Hold onto that blog entry title, folks — it’s going to be pretty rare around these parts. Two events this weekend justify the praise:
- The Saturday-morning release of institution-level data on loans, paybacks, income, and other data, including some data specific to Pell-grant recipients. Even more to its credit, the department made tools available so that other organizations such as ProPublica could create their own interfaces. This comes two years after announcing that the Administration wanted to create a rating-and-ranking system for colleges and universities. I was against it at the time, and I am delighted that not only did the Obama administration back away from the rating-and-ranking idea, but demonstrated how it didn’t need the “crack cocaine of today’s generation of education reformers” (my language from 2013).

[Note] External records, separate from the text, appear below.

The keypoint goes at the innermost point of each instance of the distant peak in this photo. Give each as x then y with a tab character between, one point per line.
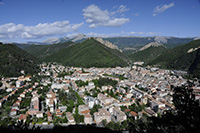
107	43
152	44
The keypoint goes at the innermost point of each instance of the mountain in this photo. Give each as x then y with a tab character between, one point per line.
134	41
78	38
89	53
107	43
148	53
42	51
152	44
184	57
14	59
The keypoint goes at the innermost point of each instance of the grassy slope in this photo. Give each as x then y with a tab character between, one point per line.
14	59
178	58
88	54
42	51
148	54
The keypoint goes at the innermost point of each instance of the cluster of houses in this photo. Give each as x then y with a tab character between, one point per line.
142	85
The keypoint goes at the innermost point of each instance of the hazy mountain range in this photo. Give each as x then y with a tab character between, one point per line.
83	51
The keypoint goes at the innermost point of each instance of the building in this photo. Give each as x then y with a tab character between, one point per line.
88	119
102	114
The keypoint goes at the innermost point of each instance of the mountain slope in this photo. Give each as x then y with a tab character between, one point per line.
148	53
14	59
180	57
89	53
134	41
42	51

As Sara Goldrick-Rab noted, this data release is not a panacea, but it’s a great start.
- The clever shifting of FAFSA tax-record information today to a prior-prior-year basis — that is, students entering college in 2016 only need their or their parents’ 2015 taxes (which are already filed) rather than 2016 taxes, which would have been the case without today’s change. Why is it clever? It only required changing the timeline so that those who expect to be students in fall 2016 can start filing the FAFSA next month–previously, FAFSA (and student-need calculations) were only available beginning in January. Again, shifting the tax-year basis for student aid is a big step — and just one step — in addressing the nightmares many students face with financial aid. But it’s still a big step.